Add a .list.apply() expression
Opened this issue · 1 comments
MisterKloudy commented
Would apply a function on each element in the list
Example:
df = daft.from_pydict({"a": [["HeLLo WoRlD", "Hi", "WelCoMe"], ["tO", "a New WoRlD"]]})
df.with_column("b", col("a").list.apply(element().str.lower())).select("b").show()
Expected output:
╭─────────────╮
│ b │
│ --- │
│ List[Struct[value: Utf8, count: Int32]] │
╞═════════════╡
│ [["hello world", "hi", "welcome"]] │
├╌╌╌╌╌╌╌╌╌╌╌╌╌┤
│ ["to", "a new world"] │
╰─────────────╯
(Showing first 2 of 2 rows)
jaychia commented
Two APIs come to mind for me:
col("a").list.apply(daft.element().str.lower())
col("a").list.apply(lambda el: el.str.lower())
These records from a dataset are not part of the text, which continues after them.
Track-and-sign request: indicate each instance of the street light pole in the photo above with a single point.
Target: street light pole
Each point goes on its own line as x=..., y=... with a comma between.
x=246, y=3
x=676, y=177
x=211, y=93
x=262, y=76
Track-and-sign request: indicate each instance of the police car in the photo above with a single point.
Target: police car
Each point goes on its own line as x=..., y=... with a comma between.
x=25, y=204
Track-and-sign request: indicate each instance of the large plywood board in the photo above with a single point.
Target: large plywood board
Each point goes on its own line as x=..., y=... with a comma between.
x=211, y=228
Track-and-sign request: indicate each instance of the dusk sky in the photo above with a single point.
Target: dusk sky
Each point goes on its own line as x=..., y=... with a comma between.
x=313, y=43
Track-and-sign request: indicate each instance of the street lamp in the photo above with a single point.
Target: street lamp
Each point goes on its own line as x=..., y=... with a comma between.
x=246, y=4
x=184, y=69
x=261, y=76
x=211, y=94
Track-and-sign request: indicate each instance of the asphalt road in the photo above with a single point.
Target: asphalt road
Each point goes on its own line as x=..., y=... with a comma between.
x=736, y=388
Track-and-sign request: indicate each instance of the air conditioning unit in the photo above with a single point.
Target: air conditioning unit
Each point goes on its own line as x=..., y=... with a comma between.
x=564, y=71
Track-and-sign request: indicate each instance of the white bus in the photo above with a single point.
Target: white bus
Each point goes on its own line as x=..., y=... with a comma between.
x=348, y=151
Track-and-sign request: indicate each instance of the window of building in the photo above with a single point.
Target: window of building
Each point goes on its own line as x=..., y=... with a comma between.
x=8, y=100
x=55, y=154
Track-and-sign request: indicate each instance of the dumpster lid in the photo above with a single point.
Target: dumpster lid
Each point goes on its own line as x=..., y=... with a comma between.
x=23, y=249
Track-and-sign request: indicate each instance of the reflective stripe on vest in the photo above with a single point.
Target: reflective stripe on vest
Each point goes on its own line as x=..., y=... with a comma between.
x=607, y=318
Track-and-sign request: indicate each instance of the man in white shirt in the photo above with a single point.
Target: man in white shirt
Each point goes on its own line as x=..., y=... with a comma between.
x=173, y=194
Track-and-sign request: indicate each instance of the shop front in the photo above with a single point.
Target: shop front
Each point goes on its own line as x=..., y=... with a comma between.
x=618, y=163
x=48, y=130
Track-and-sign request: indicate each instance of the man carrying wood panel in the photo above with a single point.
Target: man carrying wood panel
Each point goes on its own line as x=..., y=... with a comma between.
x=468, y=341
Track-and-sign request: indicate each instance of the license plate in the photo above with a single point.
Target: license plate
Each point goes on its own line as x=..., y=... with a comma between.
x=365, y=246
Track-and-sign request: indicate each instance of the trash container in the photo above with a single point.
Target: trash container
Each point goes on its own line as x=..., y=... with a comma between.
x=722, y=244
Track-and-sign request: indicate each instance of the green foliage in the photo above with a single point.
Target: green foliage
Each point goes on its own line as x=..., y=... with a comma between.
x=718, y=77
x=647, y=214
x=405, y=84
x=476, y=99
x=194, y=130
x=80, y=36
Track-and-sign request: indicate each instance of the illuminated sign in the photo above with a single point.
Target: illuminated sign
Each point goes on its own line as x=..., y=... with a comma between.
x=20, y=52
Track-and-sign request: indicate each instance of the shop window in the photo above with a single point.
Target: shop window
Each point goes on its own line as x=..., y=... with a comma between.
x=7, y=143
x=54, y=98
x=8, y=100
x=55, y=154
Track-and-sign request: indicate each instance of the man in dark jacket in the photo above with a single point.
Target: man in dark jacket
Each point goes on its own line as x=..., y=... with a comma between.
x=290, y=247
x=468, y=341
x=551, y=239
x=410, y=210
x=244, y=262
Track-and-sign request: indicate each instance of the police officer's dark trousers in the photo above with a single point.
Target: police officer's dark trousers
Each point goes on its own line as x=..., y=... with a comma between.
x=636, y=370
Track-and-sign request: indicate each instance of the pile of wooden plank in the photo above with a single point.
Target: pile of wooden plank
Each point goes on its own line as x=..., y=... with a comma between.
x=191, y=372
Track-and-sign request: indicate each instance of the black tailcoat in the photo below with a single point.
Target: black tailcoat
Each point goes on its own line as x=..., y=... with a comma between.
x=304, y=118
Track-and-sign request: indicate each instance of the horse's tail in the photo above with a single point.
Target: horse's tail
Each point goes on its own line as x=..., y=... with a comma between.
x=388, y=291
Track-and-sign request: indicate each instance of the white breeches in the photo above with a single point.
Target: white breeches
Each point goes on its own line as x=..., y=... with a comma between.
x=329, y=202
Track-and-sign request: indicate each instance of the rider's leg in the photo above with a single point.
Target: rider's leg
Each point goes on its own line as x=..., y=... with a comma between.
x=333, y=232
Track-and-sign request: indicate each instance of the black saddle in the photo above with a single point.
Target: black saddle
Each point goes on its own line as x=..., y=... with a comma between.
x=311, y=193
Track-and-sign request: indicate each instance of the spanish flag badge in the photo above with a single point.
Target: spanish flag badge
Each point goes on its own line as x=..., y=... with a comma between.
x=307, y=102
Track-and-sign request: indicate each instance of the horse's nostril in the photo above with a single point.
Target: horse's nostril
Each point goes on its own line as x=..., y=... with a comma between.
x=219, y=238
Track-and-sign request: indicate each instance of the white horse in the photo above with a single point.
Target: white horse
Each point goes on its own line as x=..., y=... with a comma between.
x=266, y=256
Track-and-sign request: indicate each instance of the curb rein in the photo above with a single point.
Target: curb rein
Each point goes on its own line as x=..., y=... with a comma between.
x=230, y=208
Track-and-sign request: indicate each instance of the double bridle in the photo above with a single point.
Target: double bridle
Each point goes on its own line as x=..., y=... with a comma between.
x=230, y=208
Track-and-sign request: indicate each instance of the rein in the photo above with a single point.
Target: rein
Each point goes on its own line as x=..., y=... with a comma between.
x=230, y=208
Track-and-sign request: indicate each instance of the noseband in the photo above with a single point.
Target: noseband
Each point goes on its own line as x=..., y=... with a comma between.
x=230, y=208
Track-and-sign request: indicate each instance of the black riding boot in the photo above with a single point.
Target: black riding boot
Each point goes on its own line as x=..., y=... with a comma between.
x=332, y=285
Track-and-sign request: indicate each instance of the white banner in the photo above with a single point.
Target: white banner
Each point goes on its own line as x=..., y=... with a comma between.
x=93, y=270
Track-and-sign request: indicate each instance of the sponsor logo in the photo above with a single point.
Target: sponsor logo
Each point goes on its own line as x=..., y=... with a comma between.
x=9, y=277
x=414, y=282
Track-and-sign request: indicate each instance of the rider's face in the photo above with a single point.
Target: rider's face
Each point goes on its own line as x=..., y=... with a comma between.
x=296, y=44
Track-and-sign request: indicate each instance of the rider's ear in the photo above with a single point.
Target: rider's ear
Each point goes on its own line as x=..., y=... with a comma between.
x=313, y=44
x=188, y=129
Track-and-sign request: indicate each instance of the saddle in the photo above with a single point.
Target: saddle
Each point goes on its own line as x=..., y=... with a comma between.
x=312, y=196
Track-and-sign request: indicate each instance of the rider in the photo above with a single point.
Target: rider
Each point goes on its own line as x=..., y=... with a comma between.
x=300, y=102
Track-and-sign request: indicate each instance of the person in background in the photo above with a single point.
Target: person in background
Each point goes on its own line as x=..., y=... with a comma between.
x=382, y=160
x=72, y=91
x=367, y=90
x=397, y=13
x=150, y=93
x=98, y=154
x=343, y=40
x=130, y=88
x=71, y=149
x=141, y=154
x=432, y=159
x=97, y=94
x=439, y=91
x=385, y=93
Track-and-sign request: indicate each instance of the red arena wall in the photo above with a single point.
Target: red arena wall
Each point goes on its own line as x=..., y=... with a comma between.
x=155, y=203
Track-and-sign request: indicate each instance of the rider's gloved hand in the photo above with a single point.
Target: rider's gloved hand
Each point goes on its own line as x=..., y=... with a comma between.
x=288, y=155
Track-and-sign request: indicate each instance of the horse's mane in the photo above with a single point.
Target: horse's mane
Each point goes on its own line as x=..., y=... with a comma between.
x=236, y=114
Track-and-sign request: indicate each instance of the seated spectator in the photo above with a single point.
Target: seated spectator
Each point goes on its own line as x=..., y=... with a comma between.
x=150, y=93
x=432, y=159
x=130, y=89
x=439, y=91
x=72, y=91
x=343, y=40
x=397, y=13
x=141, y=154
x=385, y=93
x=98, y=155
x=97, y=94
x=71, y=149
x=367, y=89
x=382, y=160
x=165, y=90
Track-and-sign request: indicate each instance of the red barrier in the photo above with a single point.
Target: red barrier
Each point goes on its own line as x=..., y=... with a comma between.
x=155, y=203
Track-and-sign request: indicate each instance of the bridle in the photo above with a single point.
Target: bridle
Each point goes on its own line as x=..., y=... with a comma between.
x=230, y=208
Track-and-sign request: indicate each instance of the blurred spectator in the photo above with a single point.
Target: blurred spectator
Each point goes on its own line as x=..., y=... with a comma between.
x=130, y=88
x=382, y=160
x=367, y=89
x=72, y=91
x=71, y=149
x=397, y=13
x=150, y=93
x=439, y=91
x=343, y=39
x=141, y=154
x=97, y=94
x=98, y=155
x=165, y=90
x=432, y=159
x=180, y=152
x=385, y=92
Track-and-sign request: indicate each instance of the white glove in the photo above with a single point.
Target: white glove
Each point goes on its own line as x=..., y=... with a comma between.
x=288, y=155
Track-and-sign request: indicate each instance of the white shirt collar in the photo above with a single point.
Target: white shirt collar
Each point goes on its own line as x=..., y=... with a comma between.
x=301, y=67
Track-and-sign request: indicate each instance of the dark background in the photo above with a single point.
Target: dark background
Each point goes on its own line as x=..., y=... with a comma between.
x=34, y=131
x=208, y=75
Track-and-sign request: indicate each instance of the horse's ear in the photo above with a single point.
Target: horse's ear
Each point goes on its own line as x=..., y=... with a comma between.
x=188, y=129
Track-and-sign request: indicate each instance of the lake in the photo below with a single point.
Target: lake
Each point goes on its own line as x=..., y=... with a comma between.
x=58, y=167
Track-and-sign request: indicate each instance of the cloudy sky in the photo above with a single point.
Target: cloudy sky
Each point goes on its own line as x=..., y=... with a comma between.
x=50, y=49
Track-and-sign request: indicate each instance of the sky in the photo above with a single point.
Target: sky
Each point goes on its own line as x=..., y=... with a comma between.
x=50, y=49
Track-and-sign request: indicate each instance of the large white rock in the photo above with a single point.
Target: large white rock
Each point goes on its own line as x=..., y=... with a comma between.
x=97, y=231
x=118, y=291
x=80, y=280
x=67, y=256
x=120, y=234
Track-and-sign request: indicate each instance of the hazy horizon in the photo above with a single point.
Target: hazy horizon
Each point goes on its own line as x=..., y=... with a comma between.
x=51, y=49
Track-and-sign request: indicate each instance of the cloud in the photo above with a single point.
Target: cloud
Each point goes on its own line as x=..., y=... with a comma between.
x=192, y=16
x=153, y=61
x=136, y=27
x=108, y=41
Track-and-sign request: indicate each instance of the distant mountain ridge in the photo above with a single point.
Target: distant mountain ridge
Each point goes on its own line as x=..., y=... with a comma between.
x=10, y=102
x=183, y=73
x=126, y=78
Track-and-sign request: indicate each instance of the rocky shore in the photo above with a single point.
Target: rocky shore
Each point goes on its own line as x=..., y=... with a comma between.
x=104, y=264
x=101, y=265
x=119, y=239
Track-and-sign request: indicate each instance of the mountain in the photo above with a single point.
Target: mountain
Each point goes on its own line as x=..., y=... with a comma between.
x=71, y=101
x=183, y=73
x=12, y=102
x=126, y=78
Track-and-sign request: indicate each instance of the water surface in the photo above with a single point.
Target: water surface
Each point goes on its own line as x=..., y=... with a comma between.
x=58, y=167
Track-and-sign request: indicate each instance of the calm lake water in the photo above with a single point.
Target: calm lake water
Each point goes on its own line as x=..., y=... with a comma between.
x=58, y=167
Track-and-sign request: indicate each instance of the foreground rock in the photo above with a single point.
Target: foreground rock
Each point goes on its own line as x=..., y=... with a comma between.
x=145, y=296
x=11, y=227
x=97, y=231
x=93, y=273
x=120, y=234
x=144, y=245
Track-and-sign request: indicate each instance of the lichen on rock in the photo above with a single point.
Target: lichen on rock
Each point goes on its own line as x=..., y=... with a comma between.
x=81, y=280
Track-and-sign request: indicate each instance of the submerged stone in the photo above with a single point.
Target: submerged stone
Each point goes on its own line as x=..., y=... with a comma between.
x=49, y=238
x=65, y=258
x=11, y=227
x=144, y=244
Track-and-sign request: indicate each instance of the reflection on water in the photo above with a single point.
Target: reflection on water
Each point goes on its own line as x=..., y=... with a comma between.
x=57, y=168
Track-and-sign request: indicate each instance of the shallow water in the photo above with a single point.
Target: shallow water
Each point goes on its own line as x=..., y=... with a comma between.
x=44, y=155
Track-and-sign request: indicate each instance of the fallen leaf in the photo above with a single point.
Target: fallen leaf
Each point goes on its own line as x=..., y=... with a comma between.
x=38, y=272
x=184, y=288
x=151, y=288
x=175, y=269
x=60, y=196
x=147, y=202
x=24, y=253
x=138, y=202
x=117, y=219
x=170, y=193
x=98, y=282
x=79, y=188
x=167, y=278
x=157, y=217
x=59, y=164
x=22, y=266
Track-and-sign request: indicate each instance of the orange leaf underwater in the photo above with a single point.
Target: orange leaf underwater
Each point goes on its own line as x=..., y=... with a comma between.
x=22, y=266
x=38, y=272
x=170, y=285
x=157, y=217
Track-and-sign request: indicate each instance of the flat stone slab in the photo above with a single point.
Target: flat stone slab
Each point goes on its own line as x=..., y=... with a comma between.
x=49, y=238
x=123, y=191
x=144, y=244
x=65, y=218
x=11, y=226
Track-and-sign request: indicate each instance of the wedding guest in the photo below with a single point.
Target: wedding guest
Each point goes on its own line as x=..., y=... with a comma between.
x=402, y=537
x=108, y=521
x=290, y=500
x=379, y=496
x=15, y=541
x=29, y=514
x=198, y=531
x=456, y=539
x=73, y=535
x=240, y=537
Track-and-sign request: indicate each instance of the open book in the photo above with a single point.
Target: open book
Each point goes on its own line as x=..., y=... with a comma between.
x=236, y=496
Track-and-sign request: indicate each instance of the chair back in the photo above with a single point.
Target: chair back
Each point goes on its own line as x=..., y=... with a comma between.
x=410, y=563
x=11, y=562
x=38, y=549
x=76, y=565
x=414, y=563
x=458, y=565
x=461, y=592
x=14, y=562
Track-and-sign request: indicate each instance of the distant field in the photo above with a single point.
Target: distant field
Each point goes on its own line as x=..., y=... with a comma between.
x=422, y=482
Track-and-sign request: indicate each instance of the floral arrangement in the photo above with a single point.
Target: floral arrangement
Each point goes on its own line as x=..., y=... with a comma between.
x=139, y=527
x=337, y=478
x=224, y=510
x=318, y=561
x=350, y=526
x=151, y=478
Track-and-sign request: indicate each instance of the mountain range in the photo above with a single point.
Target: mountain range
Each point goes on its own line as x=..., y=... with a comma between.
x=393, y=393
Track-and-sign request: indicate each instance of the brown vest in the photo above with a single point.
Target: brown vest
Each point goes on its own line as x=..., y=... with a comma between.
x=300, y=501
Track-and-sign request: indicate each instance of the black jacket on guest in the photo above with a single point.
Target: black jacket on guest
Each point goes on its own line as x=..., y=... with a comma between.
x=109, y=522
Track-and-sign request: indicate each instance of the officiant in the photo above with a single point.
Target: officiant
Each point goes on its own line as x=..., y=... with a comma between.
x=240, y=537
Also maybe we want to use a different name than apply
, since that's already how we do single-row UDFs? Other names that might be good:
- I think Polars uses
.eval
- Maybe
.list.map
? Since Python has the concept of mapping data.
I'm also in favor of throwing an error in the case of an aggregation expression being provided (e.g. .list.map(lambda x: x.sum())
). This makes the most sense maybe if paired with .list.map
since it has a strong connotation of preserving output cardinality...
@universalmind303 could you take this issue?